In the anarchic world of geostrategic politics, it is the brutal calculus of power that ultimately determines the fate of nations.  That calculus is always contingent—both on the interplay of the vast and impersonal forces, and the decisions and actions of Hegel’s ‘world historical individuals’, which can nudge, deflect, accelerate or even disrupt the playing out of those forces.

In this contingent world, crises, confrontations, and possibly war in our region will not occur as a result of ‘warning failures’.  Rather—should they occur—the question to be asked will be could they have been avoided through better and more timely decisions.

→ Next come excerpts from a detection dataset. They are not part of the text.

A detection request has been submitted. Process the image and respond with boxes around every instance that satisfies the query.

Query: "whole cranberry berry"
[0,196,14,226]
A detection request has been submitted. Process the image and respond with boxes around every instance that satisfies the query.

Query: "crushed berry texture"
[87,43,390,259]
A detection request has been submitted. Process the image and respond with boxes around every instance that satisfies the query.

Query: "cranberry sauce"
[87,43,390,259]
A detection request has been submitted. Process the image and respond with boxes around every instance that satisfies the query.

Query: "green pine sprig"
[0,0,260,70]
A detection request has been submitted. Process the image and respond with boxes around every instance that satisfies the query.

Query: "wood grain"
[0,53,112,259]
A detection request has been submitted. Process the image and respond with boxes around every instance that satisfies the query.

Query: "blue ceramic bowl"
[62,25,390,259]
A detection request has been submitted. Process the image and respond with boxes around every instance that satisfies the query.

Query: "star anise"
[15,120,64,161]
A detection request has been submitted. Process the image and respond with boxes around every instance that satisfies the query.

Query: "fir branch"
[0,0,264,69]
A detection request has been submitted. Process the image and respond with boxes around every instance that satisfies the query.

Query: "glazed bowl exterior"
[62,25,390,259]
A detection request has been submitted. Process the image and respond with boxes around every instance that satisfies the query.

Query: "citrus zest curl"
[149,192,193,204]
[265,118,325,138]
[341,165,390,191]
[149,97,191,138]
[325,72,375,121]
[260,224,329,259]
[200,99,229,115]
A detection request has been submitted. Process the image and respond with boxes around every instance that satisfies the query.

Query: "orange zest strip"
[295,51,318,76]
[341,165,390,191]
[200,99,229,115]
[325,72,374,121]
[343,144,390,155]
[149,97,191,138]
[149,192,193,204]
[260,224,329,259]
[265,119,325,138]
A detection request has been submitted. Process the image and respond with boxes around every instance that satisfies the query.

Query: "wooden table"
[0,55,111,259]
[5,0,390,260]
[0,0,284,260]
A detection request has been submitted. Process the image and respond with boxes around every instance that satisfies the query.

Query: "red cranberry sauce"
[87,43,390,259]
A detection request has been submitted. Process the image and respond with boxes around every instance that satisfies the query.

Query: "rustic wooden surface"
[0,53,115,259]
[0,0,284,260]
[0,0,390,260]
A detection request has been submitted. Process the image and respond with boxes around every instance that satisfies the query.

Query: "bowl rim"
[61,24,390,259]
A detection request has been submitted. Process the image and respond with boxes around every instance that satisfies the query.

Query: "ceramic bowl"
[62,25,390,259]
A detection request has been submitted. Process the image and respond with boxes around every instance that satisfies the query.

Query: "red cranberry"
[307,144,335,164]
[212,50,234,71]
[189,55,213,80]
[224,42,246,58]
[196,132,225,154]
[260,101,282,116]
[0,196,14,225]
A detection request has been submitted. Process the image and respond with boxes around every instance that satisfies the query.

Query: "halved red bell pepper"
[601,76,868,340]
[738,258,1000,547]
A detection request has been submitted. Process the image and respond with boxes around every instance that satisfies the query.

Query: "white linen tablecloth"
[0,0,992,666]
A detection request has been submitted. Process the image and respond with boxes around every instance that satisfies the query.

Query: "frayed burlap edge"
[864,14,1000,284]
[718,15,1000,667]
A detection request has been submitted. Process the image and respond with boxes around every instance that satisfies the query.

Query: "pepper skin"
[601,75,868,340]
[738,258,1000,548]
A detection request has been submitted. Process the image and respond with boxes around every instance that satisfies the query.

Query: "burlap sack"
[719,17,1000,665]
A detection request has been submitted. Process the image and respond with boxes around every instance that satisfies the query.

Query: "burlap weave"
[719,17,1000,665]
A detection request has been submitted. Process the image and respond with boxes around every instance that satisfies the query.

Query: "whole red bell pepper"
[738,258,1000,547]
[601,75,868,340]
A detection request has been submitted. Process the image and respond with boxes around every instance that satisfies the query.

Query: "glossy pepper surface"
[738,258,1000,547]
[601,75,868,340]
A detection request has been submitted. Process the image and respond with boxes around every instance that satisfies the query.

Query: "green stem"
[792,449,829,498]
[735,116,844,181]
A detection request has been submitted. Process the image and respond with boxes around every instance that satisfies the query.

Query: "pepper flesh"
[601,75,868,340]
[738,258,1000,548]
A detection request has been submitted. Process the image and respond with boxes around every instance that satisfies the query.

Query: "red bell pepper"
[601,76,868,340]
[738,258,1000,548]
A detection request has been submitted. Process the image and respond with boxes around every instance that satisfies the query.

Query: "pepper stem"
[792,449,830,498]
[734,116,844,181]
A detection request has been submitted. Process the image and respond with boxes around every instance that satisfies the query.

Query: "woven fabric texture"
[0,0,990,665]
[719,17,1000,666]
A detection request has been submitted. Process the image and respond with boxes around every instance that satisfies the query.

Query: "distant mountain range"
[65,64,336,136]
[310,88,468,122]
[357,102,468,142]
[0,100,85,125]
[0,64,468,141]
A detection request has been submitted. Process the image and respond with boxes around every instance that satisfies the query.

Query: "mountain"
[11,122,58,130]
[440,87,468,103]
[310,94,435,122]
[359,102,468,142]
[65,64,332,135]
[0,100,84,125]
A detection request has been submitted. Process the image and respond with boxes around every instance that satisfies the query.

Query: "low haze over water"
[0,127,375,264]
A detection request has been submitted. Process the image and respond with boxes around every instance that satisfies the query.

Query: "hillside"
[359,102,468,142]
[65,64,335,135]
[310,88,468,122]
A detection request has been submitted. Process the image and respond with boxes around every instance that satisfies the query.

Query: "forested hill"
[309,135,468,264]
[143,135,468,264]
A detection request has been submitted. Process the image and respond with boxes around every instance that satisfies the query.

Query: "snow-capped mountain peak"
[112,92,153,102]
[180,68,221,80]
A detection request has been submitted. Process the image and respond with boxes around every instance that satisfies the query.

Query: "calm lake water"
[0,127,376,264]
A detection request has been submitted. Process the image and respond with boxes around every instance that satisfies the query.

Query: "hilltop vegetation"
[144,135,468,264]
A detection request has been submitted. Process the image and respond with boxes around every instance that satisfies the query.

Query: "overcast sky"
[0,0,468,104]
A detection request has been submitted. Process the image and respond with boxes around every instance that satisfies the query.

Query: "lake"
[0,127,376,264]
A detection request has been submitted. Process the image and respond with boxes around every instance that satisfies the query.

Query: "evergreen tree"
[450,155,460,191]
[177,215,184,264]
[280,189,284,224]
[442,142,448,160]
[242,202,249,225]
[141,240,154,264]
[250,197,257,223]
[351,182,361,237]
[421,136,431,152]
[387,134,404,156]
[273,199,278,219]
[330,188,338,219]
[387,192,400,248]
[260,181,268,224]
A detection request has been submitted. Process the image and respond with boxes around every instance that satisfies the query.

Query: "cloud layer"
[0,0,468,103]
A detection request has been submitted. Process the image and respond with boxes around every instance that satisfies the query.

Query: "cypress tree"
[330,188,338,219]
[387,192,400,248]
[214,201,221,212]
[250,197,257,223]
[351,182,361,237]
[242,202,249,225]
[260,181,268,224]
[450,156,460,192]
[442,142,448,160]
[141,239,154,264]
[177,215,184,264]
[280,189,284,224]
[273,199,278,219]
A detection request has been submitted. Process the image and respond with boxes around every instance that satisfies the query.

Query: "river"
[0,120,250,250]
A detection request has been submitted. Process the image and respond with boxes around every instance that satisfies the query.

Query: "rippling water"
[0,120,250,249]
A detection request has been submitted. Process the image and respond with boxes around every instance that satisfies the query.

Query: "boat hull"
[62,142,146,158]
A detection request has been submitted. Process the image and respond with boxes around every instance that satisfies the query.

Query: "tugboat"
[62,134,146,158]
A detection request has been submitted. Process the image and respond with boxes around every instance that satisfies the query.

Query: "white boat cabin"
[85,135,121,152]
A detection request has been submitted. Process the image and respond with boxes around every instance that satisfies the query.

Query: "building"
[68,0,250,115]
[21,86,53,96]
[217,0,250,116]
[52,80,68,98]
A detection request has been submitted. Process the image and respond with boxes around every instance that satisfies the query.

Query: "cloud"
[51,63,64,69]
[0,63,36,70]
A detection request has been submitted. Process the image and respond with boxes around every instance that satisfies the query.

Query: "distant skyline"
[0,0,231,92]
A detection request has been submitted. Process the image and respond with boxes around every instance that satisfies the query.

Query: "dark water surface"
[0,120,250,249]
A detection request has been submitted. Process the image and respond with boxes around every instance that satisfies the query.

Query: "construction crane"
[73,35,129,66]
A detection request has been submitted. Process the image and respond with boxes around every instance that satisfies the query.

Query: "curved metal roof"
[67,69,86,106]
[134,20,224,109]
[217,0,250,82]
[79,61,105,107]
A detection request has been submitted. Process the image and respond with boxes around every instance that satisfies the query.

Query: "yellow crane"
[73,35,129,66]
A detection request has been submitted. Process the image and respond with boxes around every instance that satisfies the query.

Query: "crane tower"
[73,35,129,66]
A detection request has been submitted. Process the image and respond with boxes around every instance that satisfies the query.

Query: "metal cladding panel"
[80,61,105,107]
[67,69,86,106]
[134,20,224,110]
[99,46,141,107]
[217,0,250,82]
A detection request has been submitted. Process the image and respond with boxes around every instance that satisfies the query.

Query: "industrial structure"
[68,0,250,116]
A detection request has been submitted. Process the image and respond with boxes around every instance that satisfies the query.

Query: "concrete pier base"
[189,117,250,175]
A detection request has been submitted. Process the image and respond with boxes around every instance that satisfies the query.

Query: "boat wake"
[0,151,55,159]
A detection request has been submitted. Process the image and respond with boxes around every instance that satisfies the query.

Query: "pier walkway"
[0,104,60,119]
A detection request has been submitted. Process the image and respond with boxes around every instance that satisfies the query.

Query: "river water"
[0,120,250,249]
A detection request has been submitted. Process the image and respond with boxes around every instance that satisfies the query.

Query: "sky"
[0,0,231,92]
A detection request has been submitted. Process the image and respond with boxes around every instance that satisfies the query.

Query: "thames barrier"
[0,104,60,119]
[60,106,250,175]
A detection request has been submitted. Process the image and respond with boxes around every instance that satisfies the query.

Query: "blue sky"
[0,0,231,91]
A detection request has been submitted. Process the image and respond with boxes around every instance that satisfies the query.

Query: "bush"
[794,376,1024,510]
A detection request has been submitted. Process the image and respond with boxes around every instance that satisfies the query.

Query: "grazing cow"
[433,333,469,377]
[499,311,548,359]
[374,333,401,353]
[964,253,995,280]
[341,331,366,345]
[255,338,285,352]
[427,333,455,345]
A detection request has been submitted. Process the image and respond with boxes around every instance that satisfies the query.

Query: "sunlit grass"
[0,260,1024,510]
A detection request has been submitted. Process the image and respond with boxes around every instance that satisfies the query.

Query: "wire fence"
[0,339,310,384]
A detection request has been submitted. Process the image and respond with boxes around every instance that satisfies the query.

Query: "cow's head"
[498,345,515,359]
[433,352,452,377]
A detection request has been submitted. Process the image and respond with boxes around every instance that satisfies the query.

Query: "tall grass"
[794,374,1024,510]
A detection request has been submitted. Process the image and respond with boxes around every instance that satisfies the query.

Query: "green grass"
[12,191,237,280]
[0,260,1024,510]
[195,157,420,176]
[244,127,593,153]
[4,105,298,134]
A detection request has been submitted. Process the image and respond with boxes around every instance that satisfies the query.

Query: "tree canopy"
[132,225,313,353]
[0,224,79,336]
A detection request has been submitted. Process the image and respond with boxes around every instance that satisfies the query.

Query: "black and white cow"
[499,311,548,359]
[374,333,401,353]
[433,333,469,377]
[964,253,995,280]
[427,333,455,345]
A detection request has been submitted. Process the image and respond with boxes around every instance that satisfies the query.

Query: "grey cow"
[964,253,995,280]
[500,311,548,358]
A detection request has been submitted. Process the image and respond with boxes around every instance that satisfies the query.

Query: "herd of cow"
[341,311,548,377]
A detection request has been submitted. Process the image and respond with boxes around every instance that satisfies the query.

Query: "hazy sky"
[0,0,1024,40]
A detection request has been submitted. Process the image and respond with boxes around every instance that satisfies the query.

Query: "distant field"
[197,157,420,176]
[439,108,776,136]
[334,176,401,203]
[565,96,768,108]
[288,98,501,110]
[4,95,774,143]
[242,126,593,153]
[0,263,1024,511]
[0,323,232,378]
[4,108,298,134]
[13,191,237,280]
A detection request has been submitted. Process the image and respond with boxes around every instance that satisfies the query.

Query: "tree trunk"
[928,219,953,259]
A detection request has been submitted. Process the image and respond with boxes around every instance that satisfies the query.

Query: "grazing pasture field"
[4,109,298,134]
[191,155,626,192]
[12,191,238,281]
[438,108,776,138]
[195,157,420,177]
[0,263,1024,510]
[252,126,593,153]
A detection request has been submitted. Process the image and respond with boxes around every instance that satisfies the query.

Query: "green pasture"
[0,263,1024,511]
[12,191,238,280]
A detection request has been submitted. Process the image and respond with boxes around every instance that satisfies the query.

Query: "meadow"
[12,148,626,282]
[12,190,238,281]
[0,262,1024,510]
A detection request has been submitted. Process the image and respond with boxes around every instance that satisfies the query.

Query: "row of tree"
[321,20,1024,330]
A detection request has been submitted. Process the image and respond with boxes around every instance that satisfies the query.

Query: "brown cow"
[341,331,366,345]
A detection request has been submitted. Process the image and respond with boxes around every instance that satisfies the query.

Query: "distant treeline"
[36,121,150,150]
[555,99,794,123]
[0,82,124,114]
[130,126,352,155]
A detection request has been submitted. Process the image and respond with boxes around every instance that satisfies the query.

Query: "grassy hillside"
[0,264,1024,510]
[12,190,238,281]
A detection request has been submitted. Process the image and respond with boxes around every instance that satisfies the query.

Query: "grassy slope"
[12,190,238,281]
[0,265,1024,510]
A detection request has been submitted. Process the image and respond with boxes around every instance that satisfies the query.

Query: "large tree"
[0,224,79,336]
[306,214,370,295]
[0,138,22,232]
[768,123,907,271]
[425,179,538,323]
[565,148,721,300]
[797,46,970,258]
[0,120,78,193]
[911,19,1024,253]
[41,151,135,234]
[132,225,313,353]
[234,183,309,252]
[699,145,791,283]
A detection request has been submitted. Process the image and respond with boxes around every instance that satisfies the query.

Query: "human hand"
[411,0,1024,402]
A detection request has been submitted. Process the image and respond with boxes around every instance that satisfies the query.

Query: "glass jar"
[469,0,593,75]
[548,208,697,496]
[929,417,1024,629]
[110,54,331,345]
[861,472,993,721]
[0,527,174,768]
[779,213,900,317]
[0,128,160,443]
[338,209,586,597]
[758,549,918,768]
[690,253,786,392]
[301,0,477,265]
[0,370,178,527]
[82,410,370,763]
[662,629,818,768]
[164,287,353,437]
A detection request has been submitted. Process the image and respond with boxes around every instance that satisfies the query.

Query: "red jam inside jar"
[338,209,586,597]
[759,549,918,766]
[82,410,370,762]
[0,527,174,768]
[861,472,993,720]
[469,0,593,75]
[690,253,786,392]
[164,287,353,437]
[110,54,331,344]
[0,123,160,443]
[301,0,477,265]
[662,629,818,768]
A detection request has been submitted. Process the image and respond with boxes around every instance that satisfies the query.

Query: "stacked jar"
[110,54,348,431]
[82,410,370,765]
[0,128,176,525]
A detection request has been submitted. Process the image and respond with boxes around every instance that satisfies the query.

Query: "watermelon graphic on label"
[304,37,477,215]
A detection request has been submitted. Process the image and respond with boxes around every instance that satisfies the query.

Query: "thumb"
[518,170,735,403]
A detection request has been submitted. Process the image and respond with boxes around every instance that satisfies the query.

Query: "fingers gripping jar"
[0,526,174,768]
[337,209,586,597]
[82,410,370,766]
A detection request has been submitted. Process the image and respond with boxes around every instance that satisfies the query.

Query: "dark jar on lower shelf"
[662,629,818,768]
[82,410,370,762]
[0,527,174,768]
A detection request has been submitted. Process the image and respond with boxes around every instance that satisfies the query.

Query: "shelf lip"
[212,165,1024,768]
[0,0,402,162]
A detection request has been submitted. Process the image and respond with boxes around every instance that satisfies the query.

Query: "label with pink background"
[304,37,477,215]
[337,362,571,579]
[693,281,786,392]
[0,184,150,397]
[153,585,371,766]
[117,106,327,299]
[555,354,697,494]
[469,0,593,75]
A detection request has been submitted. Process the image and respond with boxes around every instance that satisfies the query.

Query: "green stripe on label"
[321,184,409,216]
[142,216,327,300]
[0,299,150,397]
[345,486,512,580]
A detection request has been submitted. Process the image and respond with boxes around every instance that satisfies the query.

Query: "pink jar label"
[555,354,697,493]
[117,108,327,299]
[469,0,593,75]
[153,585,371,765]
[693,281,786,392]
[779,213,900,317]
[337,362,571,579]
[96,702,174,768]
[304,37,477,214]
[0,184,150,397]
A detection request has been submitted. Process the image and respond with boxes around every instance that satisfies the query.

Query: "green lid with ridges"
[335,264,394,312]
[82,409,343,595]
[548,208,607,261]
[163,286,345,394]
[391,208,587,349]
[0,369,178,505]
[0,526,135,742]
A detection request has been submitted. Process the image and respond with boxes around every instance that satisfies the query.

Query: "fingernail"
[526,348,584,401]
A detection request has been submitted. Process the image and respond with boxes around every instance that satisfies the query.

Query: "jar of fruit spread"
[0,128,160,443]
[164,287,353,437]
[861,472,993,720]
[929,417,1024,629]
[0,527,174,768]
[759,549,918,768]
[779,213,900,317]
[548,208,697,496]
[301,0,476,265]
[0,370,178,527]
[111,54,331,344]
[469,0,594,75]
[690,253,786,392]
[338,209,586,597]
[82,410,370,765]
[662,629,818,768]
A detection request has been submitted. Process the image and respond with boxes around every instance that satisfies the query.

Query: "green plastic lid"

One way in which to better inform the Australian public of what might lie ahead would be for a rigorous independent and public strategic assessment of the prospects of war to be conducted outside of government. Such a strategic assessment could be based on publicly-available material, and would not have to rely on classified information. Conducted with an eye to Australian perspectives and interests, such a strategic assessment could make a real difference to public understanding, by raising awareness of the relevant issues and choices.

The strategic assessment would be tasked with answering three broad questions:

  • Using an estimative process, what are the probability ratings of crisis, confrontation and conflict (including major war) in the Indo Pacific between now and 2030?
  • Using scenario-based gaming techniques, how might such a war be triggered and unfold, how might it be conducted, and how might it end?
  • What would be Australia’s strategic interests in these contingencies, and flowing from those interests, what courses of action would be open to Australia, including in relation to both lessening the risk of war, and preparing for war, should it come?

Such a strategic assessment exercise could be conducted by the Australian Strategic Policy Institute (this being core business for ASPI), perhaps in partnership with the National Security College and the Strategic and Defence Studies Centre, both of the Australian National University. The assessment team would consist of the best and brightest Australian minds from think tanks and academia, as well as serving Australian Public Service and Australian Defence Force members (who would be authorised to participate in a personal capacity).

Ideally, the project would be overseen by a group of eminent persons. Perhaps ASPI could enlist all living former deputy secretaries of defence strategy and former Vice Chiefs of the Defence Force (those two positions being the partnership in Defence where defence policy meets military strategy) as an ‘all-star’ group to guide and mentor the project. Such a list would include Paul Dibb, Ric Smith, Hugh White, Richard Brabin-Smith, Peter Jennings, Peter Baxter, Rebecca Skinner, Peter Tesch, Chris Barrie, Ken Gillespie, David Hurley, and Mark Binskin—a group which would bring a range of different perspectives to the project, along with a deep collective reservoir of knowledge, experience, and judgement.

This is but an idea. Better ones might be suggested. Anything would be an improvement on the tiresome and reductive commentary by categorisation (namely the trope of ‘hawks versus doves’) that dominates and blights Australian strategic discourse. By bringing different perspectives together, and engaging in a contest of estimates and ideas, we might stand a better chance of being vaguely right, rather than exactly wrong, on the question of war and peace in our region.